Corporate India’s inventory levels are yet to fall to the relatively healthy levels reported before the pandemic, leave alone the still lower levels seen in the economy’s high growth phase during the first decade of the millennium.

At 65.4%, the inventory-to-sales ratio among companies in Q4FY24 was even higher than the year-ago level of 64.1%; the year-on-year rise in the ratio was even steeper for the previous two quarters of the last fiscal. This signals the persisting weakness of the consumption demand.

Recently, in an article which was part of the Reserve Bank of India’s monthly bulletin for August 2024, the authors had cited high capacity utilisation, healthy corporate balance sheets and sustained credit demand as reflective of “conducive environment for private corporates to undertake investments going forward”.

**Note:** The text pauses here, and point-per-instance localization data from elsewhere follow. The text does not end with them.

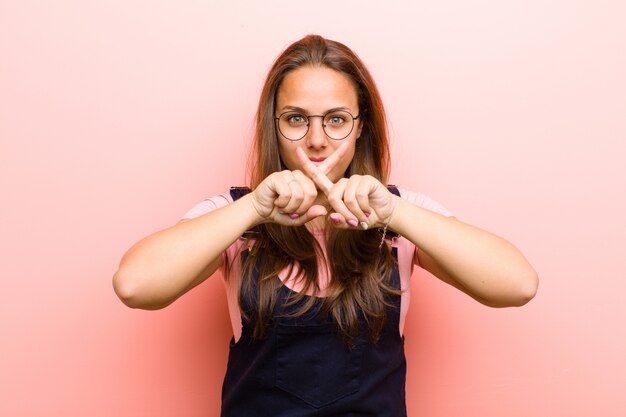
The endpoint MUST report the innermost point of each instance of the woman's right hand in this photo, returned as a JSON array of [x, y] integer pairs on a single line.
[[287, 198]]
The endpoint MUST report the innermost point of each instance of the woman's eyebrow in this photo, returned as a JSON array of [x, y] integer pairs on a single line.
[[301, 110]]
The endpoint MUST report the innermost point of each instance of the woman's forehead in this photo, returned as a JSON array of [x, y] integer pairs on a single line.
[[316, 89]]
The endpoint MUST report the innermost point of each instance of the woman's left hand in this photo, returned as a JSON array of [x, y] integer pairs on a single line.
[[360, 201]]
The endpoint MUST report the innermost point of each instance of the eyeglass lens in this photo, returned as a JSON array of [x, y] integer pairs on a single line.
[[337, 124]]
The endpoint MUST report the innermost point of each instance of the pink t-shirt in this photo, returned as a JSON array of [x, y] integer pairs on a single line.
[[231, 265]]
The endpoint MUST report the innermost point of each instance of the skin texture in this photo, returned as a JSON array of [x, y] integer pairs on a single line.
[[163, 266]]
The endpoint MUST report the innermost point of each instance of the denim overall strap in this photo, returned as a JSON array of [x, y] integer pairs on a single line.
[[303, 368]]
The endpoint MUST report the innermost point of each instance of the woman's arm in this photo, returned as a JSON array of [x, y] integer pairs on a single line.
[[160, 268], [485, 266], [163, 266]]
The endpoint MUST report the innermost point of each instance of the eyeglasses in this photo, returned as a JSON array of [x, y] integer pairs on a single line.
[[337, 124]]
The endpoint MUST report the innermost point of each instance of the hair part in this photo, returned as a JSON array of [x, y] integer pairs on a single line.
[[360, 273]]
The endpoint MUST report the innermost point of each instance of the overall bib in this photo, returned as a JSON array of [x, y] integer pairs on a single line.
[[303, 368]]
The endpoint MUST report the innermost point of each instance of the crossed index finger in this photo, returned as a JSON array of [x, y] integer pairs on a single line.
[[318, 173]]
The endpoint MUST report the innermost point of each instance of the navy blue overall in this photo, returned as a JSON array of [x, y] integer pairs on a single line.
[[303, 368]]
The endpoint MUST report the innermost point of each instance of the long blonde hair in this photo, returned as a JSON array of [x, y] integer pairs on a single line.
[[359, 270]]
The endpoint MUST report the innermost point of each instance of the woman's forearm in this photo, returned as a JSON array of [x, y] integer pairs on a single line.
[[163, 266], [483, 265]]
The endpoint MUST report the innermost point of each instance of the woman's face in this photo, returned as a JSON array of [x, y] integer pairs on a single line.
[[315, 91]]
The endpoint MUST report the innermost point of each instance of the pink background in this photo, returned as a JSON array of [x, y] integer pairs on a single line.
[[118, 116]]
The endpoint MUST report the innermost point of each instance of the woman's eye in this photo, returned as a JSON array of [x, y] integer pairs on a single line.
[[296, 119], [336, 120]]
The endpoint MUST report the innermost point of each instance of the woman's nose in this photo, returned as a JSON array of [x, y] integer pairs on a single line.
[[316, 136]]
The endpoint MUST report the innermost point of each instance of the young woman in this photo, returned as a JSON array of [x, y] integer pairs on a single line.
[[317, 257]]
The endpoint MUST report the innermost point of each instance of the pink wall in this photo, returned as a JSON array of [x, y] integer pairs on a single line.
[[117, 116]]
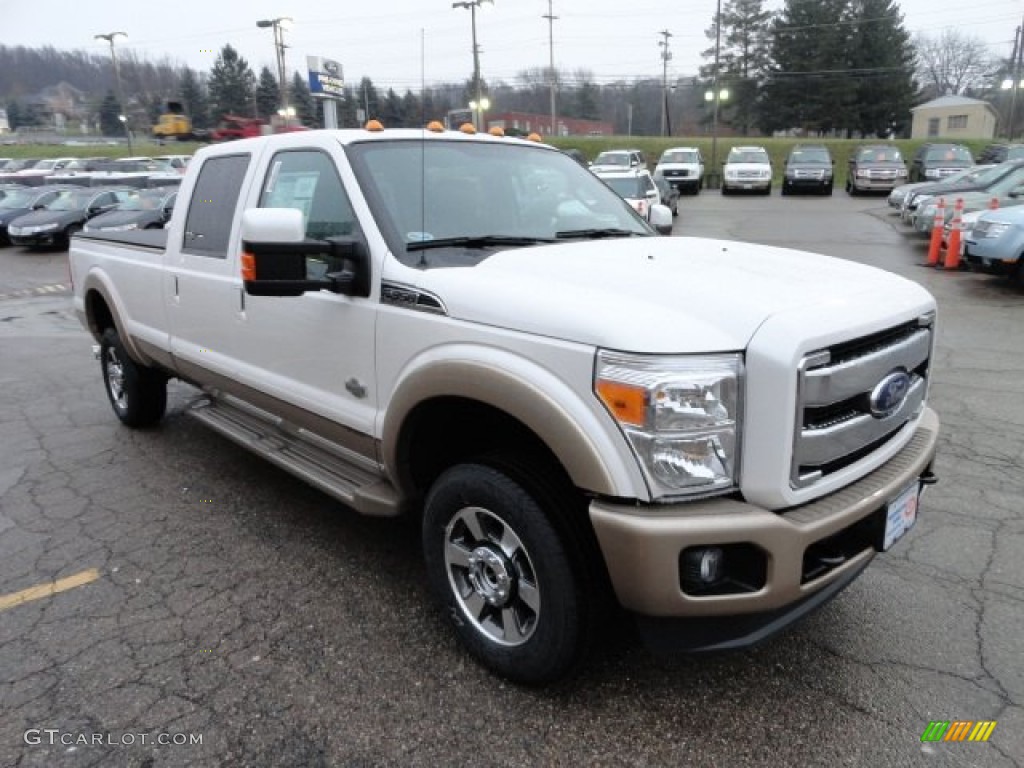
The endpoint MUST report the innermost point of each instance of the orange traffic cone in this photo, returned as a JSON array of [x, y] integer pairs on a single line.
[[952, 247], [937, 223]]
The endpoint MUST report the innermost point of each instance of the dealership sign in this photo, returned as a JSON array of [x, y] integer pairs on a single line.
[[326, 80]]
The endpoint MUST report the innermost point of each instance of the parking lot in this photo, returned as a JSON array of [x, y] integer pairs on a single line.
[[222, 612]]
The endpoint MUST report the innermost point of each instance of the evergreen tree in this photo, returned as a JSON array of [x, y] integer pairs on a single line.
[[110, 116], [743, 59], [808, 84], [883, 60], [231, 84], [267, 94], [194, 99], [303, 102]]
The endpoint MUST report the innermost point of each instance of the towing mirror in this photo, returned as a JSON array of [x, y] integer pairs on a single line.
[[660, 219], [279, 260]]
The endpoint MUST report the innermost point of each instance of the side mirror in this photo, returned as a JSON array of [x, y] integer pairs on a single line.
[[279, 260], [660, 219]]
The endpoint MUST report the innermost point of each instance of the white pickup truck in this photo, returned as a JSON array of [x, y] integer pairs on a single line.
[[474, 330]]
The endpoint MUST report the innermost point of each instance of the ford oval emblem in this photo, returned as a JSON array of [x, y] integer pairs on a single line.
[[889, 394]]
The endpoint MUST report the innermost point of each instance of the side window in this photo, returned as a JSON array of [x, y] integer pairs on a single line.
[[211, 210], [307, 180]]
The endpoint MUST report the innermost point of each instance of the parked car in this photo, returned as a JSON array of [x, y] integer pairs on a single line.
[[636, 186], [808, 168], [899, 195], [875, 168], [617, 160], [748, 169], [144, 209], [1000, 153], [971, 179], [934, 162], [995, 243], [19, 202], [683, 168], [58, 219], [668, 192], [1006, 193]]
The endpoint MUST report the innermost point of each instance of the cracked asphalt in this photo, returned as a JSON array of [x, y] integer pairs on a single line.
[[238, 604]]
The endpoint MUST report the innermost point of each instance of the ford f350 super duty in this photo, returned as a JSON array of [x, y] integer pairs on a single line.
[[475, 330]]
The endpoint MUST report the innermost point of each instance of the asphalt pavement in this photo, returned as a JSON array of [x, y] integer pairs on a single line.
[[193, 605]]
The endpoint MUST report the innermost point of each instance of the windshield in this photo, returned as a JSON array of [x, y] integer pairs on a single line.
[[948, 155], [71, 200], [679, 156], [628, 186], [811, 155], [880, 155], [612, 158], [748, 156], [437, 189], [145, 200], [18, 199]]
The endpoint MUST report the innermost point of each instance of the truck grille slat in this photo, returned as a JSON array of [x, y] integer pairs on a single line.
[[838, 423]]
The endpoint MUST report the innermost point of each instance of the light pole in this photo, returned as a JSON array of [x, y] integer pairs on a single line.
[[279, 25], [111, 37], [551, 67], [666, 55], [477, 94], [714, 178]]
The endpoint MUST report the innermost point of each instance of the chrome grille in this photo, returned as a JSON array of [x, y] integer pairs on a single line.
[[836, 425]]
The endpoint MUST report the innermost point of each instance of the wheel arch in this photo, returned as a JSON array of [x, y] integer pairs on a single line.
[[451, 410]]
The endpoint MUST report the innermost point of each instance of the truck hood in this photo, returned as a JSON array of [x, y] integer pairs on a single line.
[[659, 295]]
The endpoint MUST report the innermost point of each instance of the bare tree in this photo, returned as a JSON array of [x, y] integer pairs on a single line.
[[951, 64]]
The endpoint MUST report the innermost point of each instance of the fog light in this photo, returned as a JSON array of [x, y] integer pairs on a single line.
[[702, 566]]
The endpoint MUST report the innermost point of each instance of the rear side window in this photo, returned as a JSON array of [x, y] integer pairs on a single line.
[[211, 210]]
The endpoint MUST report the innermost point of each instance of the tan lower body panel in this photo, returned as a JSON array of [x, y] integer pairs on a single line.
[[642, 544]]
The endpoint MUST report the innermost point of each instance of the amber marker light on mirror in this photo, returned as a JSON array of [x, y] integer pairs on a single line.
[[626, 402], [248, 266]]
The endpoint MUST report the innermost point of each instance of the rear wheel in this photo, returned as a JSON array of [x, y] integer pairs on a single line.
[[137, 394], [510, 579]]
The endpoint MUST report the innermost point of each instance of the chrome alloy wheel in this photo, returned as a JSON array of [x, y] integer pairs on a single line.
[[116, 379], [492, 577]]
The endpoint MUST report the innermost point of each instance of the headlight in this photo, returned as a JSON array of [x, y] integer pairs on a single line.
[[996, 229], [680, 415]]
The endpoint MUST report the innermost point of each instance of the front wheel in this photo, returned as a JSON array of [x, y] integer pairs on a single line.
[[137, 394], [504, 573]]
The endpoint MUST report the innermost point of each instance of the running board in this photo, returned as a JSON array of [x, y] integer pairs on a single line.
[[304, 455]]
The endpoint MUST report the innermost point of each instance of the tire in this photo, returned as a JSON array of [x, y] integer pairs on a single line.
[[511, 582], [137, 394]]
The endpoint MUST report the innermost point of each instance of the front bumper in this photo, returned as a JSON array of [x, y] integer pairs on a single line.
[[642, 546]]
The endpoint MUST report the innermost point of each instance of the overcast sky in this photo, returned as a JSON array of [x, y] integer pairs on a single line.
[[400, 43]]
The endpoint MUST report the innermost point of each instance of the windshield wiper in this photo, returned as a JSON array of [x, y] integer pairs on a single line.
[[475, 241], [596, 233]]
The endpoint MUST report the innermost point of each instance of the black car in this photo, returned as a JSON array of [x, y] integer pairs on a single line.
[[935, 162], [65, 214], [144, 209], [977, 179], [1000, 154], [808, 168], [16, 203]]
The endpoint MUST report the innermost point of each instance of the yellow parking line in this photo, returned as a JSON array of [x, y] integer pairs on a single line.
[[50, 588]]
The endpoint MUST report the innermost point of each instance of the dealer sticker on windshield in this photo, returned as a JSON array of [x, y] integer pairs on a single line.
[[900, 515]]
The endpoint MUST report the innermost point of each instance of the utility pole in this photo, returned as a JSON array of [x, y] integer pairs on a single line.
[[666, 55], [123, 117], [551, 67]]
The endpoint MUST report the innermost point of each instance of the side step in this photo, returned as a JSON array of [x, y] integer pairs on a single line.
[[306, 456]]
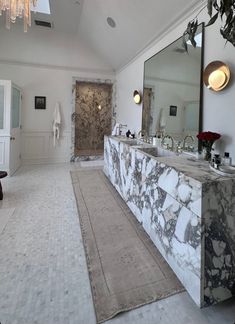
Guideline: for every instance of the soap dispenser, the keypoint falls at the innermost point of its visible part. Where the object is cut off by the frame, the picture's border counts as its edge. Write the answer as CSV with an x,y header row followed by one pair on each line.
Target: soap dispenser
x,y
226,159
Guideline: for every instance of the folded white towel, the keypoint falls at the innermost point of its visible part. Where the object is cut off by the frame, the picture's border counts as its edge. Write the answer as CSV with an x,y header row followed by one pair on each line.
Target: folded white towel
x,y
56,123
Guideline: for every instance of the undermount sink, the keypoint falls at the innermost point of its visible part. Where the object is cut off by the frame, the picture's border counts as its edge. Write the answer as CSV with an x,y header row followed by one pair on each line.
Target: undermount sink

While the inventory-to-sales ratio peaked at 113.8% in Q1FY21 during the heights of Covid pandemic, it remained largely range-bound between 49% to 55% from FY08 to FY19, according to the Reserve Bank of India’s survey.

The ratio remained above 60% for nine quarters in a row till Q4 last fiscal, indicating that many companies in critical sectors may have to go slow on production and new investment projects, to ease inventories with dealers.

The RBI data showed that the total number of companies surveyed increased to 803 in the three months to March this year from the lows of 145 in March 2020, meaning more firms including small and medium enterprises have been included in the survey. However, during the early years of the survey the number of companies surveyed were even higher — it stood at 1,386 during the quarter ended September 2008, for instance.

Suman Chowdhury, executive director and chief economist at Acuité Ratings & Research, noted that inventory build-up has been reported in the automotive sector, particularly in the passenger vehicle segment. He, however, said such inventory build-up may be a “transitory phenomenon” due to the impact of the general election and extreme heat conditions during the April-June period. “We expect stronger demand conditions during the upcoming festive season in the second and third quarter, which should reduce the inventory levels,” Chowdhury added.

In fact, the capacity utilisation rate has consistently remained above 70% from the third quarter of FY22 after hitting the lowest level of 47% in the first quarter of FY21. Capacity utilisation peaked at 83.2% in the fourth quarter of FY11.

Experts said the high the inventory-to-sales ratio, coupled with particularly subdued new order bookings in recent quarters, discounts the optimism that a 44-quarter aggregate high capacity utilisation level of 76.8% posted by companies in Q4FY24 would soon herald a robust investment cycle.

However, Anitha Rangan, economist, Equirus Securities, said considering the recent trends, especially the fallout of the pandemic and slowdown in consumption, the signs are welcome. “Alongside, we are also witnessing a recovery in private capex in new-age sectors like renewable energy, and in areas like roads, transport, electronics and food processing. In traditional sectors like cement, metals, textiles, the wait may turn out to be longer,” she said.

Paras Jasrai, senior analyst, India Ratings, underlined that the higher capacity utilisation reflects improving investment demand from the private sector. “However, it is still early to call it a sustainable one as we have seen it fluctuate lower in the last few quarters (post March 2023). Nevertheless, this is encouraging and we expect it to hold up in this year with improving consumption demand in FY25,” he said.